Deveaud et al (2014):

They propose to select the number of topics so LDA models the most scattered topics. This is done by maximizing a measure of information divergence between all pairs of topics, specifically they propose \(K\) to maximize:

\[\hat{K}=\arg\max_K \frac{1}{K(K-1)}\sum_{k,k'=1}^K D(k||k')\]

where \(D(k||k')\) is a symmetrised version of the KL divergence, the Jensen-Shannon divergence, given by:

\[\begin{align} D(k||k') & =\frac{1}{2}\sum_{w\in\mathbb{W}_{k,k'}} p(w|z=k) \log \frac{p(w|z=k)}{p(w|z=k')}\\\\ &+\frac{1}{2}\sum_{w\in \mathbb{W}_{k,k'}} p(w|z=k') \log \frac{p(w|z=k')}{p(w|z=k)} \end{align}\]

Denoting \(\mathbb{W}_k\) the set of top \(n\) words with highest probability of occurring in topic \(k\), that is the words with top \(n\) entries in \(\beta_k\).

Then is \(\mathbb{W}_{k,k'}\) is the intersection of \(\mathbb{W}_{k}\) and \(\mathbb{W}_{k'}\).

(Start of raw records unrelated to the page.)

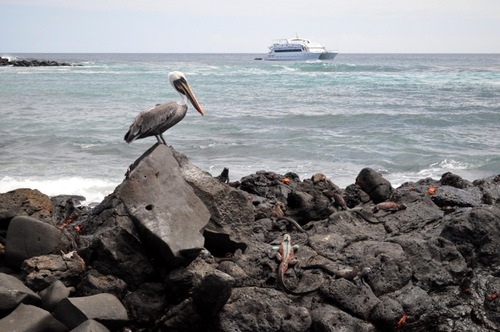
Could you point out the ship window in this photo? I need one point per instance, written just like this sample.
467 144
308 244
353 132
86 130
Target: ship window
289 50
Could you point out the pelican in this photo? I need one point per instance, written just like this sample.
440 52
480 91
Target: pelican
156 120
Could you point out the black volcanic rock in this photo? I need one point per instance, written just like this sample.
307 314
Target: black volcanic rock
431 265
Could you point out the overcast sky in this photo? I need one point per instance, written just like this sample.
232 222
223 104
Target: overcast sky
233 26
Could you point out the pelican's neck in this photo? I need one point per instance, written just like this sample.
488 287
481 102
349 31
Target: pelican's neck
183 100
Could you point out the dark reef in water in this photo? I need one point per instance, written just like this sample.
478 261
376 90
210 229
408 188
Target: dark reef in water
31 63
174 248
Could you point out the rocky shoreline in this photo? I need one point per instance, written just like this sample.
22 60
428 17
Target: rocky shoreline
31 63
175 249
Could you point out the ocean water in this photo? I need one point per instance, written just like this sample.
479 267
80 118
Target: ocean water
409 116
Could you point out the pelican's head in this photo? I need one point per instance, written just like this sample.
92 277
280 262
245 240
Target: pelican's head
179 82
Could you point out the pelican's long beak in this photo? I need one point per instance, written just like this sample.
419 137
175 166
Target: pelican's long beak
183 87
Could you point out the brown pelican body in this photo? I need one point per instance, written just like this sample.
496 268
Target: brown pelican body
156 120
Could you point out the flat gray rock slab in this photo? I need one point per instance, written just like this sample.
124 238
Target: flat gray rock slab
13 292
90 326
54 294
167 212
104 308
28 318
28 237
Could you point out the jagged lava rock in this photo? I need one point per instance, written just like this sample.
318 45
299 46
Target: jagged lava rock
167 213
374 184
42 271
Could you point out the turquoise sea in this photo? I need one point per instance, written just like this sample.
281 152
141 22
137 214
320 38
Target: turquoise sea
410 116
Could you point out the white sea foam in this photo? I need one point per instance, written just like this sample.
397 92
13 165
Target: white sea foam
94 190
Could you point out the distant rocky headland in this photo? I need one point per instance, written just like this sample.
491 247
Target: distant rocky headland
174 248
31 63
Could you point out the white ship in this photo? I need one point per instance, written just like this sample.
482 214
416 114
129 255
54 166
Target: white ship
298 49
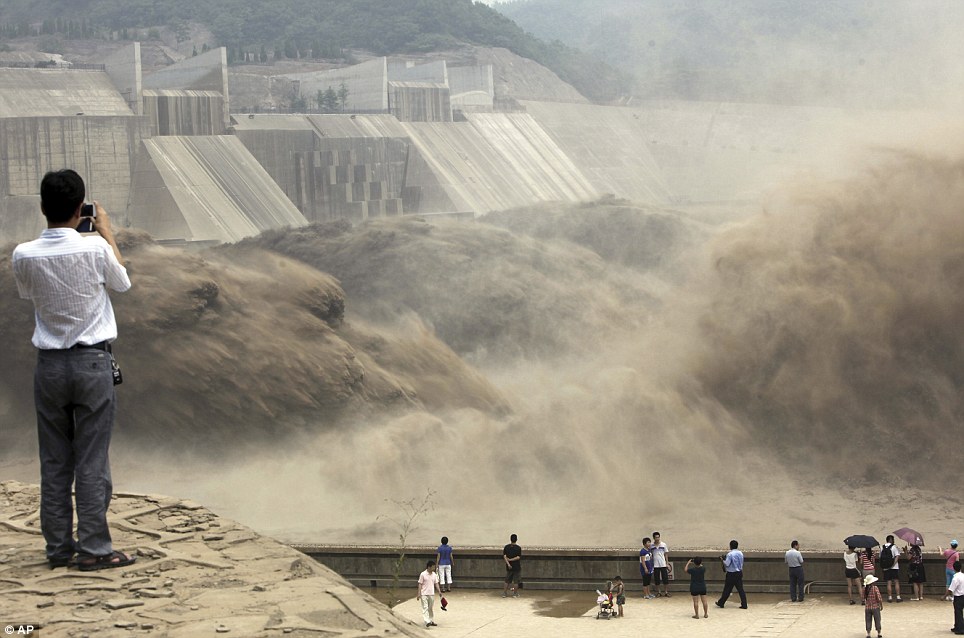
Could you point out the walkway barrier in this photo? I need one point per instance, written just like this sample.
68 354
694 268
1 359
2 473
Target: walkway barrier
588 569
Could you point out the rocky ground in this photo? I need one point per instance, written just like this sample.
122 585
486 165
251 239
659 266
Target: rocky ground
196 574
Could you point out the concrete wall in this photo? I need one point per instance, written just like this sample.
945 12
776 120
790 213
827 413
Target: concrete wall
124 69
205 189
609 145
588 569
367 84
472 87
496 162
205 72
174 112
58 92
419 102
501 162
435 72
99 148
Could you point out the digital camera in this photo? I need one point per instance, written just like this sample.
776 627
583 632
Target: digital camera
87 214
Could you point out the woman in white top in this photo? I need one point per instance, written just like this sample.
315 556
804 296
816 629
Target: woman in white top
852 574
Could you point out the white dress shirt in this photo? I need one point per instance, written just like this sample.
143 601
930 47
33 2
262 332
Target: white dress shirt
66 275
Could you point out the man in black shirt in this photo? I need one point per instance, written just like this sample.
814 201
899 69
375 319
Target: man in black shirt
512 555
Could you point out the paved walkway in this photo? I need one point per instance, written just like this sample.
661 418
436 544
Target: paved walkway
485 614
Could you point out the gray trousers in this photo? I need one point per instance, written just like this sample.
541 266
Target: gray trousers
872 615
74 397
796 583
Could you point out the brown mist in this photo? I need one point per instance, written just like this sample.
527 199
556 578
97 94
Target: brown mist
759 381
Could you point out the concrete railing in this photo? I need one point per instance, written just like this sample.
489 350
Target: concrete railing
561 568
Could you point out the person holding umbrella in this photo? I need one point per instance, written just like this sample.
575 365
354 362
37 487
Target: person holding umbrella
915 570
852 574
951 555
915 560
889 555
873 603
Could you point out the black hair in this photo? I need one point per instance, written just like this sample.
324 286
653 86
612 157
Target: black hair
61 193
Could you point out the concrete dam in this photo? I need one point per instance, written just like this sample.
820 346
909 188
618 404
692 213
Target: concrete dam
166 153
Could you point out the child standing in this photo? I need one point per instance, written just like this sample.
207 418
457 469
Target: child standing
873 604
443 557
619 591
694 567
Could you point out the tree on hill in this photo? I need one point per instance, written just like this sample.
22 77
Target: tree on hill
293 26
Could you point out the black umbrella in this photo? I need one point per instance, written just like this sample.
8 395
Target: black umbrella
861 540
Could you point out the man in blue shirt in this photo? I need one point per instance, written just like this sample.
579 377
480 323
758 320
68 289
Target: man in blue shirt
733 564
646 567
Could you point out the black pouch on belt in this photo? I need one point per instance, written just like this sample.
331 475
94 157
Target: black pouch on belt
115 370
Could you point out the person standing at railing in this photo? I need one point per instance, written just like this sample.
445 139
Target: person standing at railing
794 560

Cross-Validation on Perplexity:

This measure is often used to evaluate the model on held-out data and is equivalent to the geometric mean per-word likelihood. On held-out data the log-likelihood can be computed with

\[\log(p(w))= \sum_{d=1}^D\sum_{v=1}^V x_{d,v} \log\left(\sum_{k=1}^K \hat{\theta}_{d,k} \hat{\beta}_{k,v} \right)\]

where we recall that \(x_{d,v}\) is the number of times term \(v\) appears in document \(d\), then perplexity is computed as:

\[\text{Perplexity}(w)=\exp\left( -\frac{\log(p(w))}{\sum_{d=1}^D\sum_{v=1}^V x_{d,v}} \right)\]

Perplexity measures how well a the model predicts a sample, a lower value of perplexity suggest a better fit.